To prevent replay attacks or unauthorized approvals, this webhook must be cryptographically verified. The payload from DingTalk includes a timestamp and a signature generated using your DingTalk App Secret.

Here is how the verification logic looks in our backend Function Compute handler that processes the DingTalk webhook:

Python

import hmac
import hashlib
import base64
import time

def verify_dingtalk_signature(timestamp, sign, secret):
    # Prevent replay attacks by checking timestamp freshness (e.g., within 5 mins)
    current_time = int(round(time.time() * 1000))
    if abs(current_time - int(timestamp)) > 300000:
        return False
        
    # Construct the string to sign
    string_to_sign = f"{timestamp}\n{secret}"
    
    # Generate HMAC-SHA256 signature
    hmac_code = hmac.new(
        secret.encode('utf-8'), 
        string_to_sign.encode('utf-8'), 
        digestmod=hashlib.sha256
    ).digest()
    
    # Base64 encode the result
    calculated_sign = base64.b64encode(hmac_code).decode('utf-8')
    
    return calculated_sign == sign

Once the signature is verified and the user’s DingTalk ID is checked against a hardcoded list of authorized FinOps approvers, the function makes a single SDK call to Alibaba Cloud OOS: NotifyExecution.

Python

# Alibaba Cloud Python SDK snippet to resume OOS
request = NotifyExecutionRequest.NotifyExecutionRequest()
request.set_ExecutionId(oos_execution_id)
request.set_NotifyType("Complete")
request.set_NotifyStatus("Approved")
response = client.do_action_with_exception(request)

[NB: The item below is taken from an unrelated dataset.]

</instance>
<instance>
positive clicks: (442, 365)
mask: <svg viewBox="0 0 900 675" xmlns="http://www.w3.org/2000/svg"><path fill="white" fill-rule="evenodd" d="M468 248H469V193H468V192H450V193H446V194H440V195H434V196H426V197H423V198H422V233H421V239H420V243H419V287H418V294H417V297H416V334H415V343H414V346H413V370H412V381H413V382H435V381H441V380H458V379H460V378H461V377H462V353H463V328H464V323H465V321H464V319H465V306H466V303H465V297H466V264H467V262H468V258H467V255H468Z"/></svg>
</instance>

At this exact moment, the circuit breaker closes. OOS resumes execution, the snapshot is taken, the instance is destroyed, and the human engineer never had to leave their chat window.

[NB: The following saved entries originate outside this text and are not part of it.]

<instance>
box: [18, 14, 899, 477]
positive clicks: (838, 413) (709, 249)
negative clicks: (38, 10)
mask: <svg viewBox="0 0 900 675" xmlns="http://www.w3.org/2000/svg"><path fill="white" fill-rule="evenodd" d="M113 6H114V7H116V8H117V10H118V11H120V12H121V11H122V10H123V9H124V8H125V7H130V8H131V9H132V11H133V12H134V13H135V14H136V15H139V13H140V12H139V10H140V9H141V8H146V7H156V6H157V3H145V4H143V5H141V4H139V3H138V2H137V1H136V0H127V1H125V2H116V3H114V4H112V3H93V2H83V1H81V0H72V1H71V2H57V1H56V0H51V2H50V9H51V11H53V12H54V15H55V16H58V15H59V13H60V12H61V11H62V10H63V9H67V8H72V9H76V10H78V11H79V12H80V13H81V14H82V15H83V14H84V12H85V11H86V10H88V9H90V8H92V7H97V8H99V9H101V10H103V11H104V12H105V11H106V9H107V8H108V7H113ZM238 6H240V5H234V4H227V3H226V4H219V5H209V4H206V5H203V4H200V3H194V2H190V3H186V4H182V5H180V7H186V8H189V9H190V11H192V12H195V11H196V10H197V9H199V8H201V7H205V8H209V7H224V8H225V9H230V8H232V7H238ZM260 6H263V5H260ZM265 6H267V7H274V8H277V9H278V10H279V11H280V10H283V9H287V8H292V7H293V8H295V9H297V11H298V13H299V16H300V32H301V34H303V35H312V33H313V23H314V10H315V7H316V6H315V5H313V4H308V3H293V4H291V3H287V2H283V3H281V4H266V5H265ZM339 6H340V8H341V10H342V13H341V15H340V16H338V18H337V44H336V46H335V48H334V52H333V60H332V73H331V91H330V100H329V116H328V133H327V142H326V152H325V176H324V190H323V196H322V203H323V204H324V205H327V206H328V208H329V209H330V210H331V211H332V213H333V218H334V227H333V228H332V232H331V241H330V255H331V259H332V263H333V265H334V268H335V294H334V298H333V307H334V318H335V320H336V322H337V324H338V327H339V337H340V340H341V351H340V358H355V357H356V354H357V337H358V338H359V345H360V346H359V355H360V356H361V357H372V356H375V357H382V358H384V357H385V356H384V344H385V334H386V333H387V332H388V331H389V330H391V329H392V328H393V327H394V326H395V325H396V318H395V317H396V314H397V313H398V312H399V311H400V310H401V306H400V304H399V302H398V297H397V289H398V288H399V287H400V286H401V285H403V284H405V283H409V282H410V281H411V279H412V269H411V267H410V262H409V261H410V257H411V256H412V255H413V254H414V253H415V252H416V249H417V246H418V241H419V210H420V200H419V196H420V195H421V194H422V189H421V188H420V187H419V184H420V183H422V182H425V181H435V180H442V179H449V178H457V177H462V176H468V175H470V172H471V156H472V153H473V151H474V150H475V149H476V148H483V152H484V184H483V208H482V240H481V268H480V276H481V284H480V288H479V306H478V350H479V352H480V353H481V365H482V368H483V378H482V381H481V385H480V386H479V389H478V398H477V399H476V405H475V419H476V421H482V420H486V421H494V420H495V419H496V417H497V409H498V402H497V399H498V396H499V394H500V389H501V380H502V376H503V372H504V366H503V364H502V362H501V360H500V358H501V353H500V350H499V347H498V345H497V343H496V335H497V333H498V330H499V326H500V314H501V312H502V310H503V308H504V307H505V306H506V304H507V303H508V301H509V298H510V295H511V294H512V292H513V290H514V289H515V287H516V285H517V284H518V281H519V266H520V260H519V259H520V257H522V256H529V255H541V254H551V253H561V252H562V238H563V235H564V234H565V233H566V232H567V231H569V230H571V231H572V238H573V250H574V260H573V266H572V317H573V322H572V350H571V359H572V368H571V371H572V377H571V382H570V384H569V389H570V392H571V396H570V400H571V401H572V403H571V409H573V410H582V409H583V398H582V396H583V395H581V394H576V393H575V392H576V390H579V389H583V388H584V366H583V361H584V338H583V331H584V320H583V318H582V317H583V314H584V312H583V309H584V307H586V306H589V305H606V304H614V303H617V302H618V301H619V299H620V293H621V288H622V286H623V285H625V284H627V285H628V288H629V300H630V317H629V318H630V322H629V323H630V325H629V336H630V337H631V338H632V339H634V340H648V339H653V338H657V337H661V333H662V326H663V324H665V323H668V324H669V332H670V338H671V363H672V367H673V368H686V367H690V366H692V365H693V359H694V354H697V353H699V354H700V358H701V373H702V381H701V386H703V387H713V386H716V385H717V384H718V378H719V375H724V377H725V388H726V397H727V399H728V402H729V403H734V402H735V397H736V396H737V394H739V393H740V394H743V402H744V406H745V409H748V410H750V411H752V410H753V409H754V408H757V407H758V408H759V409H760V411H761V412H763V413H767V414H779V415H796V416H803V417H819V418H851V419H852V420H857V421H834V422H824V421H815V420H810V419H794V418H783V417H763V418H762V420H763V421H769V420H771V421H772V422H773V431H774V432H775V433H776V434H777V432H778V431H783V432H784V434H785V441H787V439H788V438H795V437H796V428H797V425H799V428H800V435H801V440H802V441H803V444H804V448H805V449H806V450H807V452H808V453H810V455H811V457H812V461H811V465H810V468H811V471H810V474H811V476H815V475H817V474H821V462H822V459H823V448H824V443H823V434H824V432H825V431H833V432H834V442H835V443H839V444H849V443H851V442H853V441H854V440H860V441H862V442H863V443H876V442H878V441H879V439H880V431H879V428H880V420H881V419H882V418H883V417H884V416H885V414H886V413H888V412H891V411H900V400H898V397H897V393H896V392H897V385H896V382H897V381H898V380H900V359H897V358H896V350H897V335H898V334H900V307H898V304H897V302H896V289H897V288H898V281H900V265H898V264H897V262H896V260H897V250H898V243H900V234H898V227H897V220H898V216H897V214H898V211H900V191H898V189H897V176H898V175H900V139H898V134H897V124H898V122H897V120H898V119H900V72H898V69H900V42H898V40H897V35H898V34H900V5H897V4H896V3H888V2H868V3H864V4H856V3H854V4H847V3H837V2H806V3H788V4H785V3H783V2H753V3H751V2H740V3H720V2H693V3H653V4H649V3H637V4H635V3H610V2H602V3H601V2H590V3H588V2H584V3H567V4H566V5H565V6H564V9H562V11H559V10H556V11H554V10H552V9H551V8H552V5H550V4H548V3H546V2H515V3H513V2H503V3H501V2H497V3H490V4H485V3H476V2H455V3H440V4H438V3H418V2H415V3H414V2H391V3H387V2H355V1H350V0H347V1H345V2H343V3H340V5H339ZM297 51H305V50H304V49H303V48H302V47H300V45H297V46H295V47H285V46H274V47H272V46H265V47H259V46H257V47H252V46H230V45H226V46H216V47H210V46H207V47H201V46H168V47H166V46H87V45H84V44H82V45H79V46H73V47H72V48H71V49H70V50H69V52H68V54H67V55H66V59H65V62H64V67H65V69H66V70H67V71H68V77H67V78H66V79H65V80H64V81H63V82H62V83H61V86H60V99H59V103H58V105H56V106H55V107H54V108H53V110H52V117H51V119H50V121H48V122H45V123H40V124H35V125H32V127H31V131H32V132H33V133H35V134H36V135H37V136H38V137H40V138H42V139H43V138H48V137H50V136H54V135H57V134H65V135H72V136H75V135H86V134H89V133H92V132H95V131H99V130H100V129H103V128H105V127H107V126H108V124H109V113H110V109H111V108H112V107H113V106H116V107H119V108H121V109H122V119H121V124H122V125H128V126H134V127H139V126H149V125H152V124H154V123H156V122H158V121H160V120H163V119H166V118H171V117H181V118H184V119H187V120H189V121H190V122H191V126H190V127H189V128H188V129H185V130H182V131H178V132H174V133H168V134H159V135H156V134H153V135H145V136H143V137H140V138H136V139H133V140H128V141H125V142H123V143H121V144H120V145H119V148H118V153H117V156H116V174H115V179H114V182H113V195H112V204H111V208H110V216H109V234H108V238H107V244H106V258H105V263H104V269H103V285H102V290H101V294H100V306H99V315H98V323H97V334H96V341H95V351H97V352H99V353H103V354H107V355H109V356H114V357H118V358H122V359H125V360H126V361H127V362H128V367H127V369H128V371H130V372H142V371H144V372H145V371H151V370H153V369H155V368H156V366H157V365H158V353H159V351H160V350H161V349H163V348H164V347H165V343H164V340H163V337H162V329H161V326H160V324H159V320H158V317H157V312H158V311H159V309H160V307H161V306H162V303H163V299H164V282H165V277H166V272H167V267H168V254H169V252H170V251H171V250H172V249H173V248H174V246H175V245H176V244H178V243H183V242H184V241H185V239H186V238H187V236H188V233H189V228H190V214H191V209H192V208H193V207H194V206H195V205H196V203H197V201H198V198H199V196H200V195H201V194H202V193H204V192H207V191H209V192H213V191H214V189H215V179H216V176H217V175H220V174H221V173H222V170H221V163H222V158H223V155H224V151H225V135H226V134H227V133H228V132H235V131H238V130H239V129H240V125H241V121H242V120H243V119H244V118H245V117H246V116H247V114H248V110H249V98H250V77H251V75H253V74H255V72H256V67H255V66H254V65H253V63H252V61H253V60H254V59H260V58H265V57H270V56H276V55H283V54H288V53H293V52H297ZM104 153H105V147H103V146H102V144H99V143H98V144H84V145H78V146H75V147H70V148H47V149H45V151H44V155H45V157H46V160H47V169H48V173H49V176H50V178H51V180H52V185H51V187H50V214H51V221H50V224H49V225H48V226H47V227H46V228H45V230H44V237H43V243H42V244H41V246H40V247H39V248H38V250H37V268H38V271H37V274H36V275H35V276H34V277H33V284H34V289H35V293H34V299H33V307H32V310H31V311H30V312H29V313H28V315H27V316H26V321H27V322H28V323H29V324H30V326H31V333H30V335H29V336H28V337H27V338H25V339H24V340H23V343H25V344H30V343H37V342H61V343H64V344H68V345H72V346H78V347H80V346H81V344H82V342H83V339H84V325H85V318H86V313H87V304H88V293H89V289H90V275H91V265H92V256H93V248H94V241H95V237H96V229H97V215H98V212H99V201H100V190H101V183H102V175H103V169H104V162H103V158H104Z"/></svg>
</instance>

5. Conclusion: From Visibility to Autonomy

The evolution of Cloud Infrastructure Management is moving rapidly from passive dashboards to active automation. By combining the deep contextual reasoning of Qwen3-Max with the deterministic, robust orchestration capabilities of Alibaba Cloud OOS, we fundamentally change the economics of cloud management.

We no longer rely on engineers to hunt down $50/month idle instances manually—a task that historically cost more in engineering hours than it saved in infrastructure bills. Instead, the Level 1 SRE Agent does the heavy lifting: analyzing the metrics, formulating the remediation plan, writing the code, and preparing the execution state.

The Senior Engineer is elevated from a manual operator to an approver of automated intelligence.

By enforcing strict IAM roles within OOS, leveraging declarative YAML to prevent logical runaways, and securing the pipeline with cryptographic DingTalk webhooks, we achieve the holy grail of modern FinOps: Autonomy without compromising safety.